The Unforgiving Minute
Morals are a personal affair; in the war of righteousness every man fights for his own hand.
Robert Louis Stevenson

Tuesday, June 5, 2007

The much-delayed blogging privacy post

Since no less than 3 of my friends have recently had run-ins with online stalkers/psychos/mutants, I decided it might be a good idea to post my own humble little guide to blogging privacy. This post is targeted at folks who use (or are thinking about using) a web-hosting package to maintain a blog on their own domain, using a blogging package like WordPress or Moveable Type. If you’re on Google Blogger, WordPress.com, Blog-City, or a similar site, this guide won’t be as helpful.This is BY NO MEANS a comprehensive resource and I am NOT a professional web-jockey. I consider myself a reasonably well-informed amateur. Everything here is accurate to the best of my knowledge, but that knowledge is limited. If you see something stupid/wrong/dangerous in this article, or if I leave out something important, please comment or email me and I’ll make corrections.

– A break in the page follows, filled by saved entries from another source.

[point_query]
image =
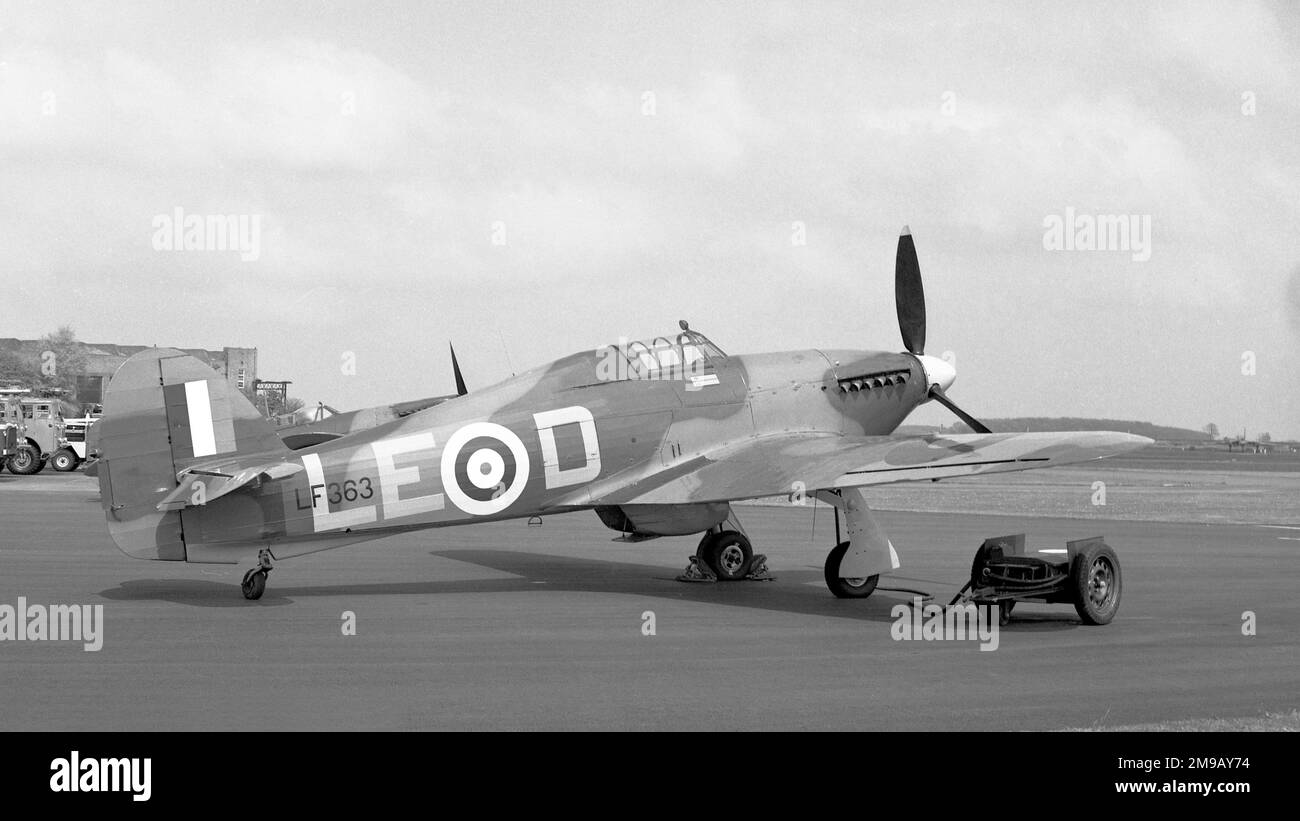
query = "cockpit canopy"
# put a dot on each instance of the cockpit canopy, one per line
(685, 351)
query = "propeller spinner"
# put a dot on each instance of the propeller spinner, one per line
(910, 300)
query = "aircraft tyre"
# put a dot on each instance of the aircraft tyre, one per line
(846, 587)
(728, 554)
(1095, 580)
(254, 583)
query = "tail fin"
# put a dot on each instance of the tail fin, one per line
(165, 412)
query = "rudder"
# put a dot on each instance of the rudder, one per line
(164, 412)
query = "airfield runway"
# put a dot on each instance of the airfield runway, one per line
(507, 626)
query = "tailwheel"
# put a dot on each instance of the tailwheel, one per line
(728, 554)
(846, 587)
(255, 580)
(254, 583)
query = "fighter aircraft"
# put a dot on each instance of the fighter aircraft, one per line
(657, 438)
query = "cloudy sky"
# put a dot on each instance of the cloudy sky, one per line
(529, 179)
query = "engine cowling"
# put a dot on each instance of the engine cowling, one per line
(663, 520)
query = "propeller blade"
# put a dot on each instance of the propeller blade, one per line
(909, 295)
(937, 392)
(460, 381)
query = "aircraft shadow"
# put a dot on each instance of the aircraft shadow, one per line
(541, 573)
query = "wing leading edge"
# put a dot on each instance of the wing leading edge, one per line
(784, 464)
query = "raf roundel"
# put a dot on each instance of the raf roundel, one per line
(485, 469)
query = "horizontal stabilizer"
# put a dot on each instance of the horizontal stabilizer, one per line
(204, 483)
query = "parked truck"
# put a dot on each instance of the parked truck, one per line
(39, 422)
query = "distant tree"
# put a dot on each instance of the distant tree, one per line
(16, 370)
(61, 360)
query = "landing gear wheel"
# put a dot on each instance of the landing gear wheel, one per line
(728, 555)
(64, 460)
(1095, 580)
(846, 587)
(25, 461)
(254, 583)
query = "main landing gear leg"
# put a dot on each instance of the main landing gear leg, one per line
(726, 555)
(255, 580)
(853, 568)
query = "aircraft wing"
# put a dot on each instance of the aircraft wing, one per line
(785, 464)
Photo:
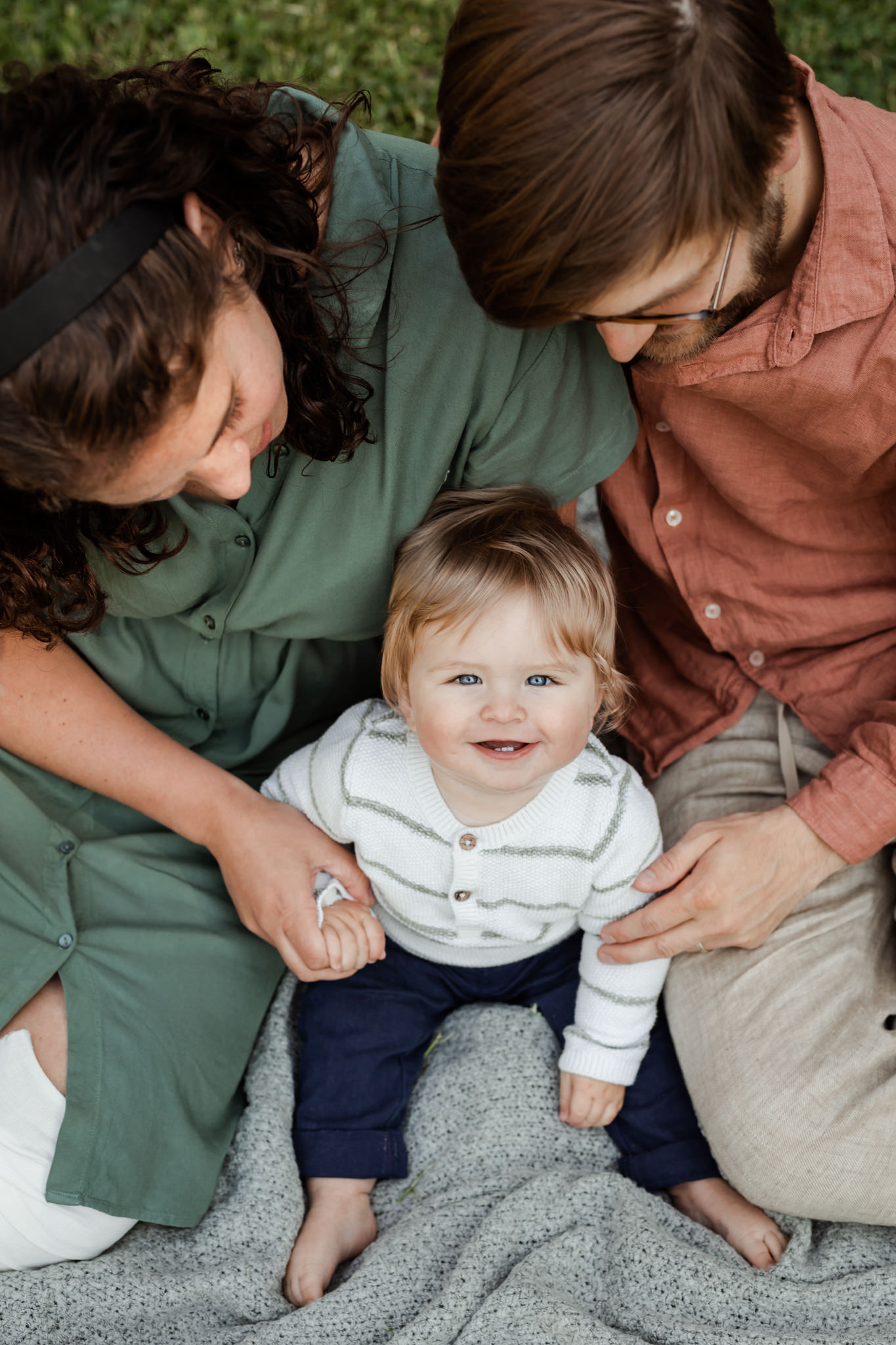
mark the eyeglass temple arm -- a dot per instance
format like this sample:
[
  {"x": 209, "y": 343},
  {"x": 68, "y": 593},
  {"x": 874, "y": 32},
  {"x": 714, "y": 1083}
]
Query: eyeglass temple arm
[{"x": 716, "y": 294}]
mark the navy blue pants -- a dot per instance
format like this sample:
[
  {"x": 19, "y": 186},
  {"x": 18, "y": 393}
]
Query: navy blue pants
[{"x": 363, "y": 1044}]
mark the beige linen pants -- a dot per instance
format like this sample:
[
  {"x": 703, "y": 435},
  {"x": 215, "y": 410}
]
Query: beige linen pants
[{"x": 790, "y": 1051}]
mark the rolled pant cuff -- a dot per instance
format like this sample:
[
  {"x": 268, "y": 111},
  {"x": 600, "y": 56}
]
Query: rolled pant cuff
[
  {"x": 685, "y": 1160},
  {"x": 351, "y": 1153}
]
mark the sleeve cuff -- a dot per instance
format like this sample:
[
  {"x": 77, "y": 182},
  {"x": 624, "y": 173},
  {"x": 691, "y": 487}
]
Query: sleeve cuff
[
  {"x": 851, "y": 806},
  {"x": 327, "y": 892},
  {"x": 595, "y": 1061}
]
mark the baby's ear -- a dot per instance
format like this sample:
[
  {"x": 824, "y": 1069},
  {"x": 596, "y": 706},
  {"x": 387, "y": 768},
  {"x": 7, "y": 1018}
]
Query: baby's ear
[{"x": 405, "y": 708}]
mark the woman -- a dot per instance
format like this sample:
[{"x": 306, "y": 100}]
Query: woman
[{"x": 179, "y": 608}]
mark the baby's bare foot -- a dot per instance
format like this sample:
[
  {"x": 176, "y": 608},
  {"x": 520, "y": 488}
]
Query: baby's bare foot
[
  {"x": 748, "y": 1229},
  {"x": 339, "y": 1224}
]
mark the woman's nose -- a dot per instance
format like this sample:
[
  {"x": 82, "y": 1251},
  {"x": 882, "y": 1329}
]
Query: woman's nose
[
  {"x": 227, "y": 470},
  {"x": 624, "y": 341}
]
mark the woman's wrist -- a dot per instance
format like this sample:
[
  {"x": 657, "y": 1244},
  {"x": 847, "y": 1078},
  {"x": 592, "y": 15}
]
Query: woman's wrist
[{"x": 218, "y": 810}]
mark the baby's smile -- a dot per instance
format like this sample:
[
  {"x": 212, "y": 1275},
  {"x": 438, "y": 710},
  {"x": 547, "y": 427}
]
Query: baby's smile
[{"x": 503, "y": 747}]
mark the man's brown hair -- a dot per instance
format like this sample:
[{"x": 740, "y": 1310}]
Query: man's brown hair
[{"x": 582, "y": 139}]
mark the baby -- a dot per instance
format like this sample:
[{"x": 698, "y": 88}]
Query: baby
[{"x": 499, "y": 837}]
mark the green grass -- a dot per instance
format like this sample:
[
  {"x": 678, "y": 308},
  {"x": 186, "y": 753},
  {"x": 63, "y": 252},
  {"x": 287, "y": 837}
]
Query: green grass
[{"x": 391, "y": 47}]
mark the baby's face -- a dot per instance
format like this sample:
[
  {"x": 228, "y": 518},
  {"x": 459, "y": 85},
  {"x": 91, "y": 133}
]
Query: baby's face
[{"x": 495, "y": 704}]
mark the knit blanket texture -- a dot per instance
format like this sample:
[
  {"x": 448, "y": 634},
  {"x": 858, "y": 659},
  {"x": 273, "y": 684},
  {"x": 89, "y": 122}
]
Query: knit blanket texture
[{"x": 512, "y": 1229}]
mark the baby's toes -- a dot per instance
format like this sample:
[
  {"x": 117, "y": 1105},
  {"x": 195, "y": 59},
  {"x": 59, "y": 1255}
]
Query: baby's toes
[{"x": 777, "y": 1243}]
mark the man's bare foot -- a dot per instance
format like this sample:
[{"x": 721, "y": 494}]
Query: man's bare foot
[
  {"x": 339, "y": 1224},
  {"x": 717, "y": 1206}
]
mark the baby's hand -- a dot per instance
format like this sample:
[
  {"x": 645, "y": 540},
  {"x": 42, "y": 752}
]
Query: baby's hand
[
  {"x": 589, "y": 1102},
  {"x": 354, "y": 935}
]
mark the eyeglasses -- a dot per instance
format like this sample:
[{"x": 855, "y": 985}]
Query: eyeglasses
[{"x": 666, "y": 319}]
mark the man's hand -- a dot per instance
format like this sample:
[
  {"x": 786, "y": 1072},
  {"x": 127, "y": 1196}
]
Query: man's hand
[
  {"x": 354, "y": 935},
  {"x": 731, "y": 881},
  {"x": 269, "y": 856},
  {"x": 589, "y": 1102}
]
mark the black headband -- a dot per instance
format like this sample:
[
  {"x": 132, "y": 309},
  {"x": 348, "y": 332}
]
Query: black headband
[{"x": 79, "y": 278}]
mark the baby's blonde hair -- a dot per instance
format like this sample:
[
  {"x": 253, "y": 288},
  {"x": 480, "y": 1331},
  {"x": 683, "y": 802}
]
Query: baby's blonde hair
[{"x": 475, "y": 548}]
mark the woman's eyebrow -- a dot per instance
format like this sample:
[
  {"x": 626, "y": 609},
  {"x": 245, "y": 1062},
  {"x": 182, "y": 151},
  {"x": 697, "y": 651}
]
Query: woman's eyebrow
[{"x": 227, "y": 414}]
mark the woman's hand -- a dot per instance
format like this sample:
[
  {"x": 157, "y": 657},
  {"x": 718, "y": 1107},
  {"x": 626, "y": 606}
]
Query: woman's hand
[
  {"x": 589, "y": 1102},
  {"x": 730, "y": 883},
  {"x": 269, "y": 856}
]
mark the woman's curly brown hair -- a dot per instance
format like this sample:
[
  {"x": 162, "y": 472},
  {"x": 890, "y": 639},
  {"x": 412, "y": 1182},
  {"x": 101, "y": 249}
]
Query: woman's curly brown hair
[{"x": 74, "y": 151}]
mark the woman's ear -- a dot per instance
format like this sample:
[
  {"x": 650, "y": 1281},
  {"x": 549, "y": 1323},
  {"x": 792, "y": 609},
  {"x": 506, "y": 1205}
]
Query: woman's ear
[
  {"x": 209, "y": 228},
  {"x": 202, "y": 221}
]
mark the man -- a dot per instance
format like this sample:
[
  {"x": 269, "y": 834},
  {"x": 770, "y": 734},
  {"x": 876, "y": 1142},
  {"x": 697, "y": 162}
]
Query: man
[{"x": 662, "y": 170}]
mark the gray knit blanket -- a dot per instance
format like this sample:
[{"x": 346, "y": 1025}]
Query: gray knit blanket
[{"x": 512, "y": 1229}]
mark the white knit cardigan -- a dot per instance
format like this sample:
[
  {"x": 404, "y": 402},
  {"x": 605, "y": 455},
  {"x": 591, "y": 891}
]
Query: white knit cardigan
[{"x": 484, "y": 896}]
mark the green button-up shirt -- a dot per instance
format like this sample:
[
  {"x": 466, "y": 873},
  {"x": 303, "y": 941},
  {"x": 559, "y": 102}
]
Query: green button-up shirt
[{"x": 245, "y": 645}]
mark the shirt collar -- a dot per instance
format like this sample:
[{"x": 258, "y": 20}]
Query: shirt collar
[
  {"x": 360, "y": 213},
  {"x": 845, "y": 272},
  {"x": 844, "y": 275}
]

Basically, this is a collection of tips for people who blog anonymously/pseudonymously and want to keep it that way. This stuff should be especially useful if you have, or anticipate having, problems with some nutjob who wants to stalk or harrass you via the internet.

Alright, so got a domain name, bought a web hosting package, and set up your blogging software. I’ll assume that you were smart enough to not use your full legal name as your domain name or to post all your personal information on your “About” page. There’s a few more non-obvious things you should do to help preserve your anonymity and to make life easier if you attract your very own net-nutjob.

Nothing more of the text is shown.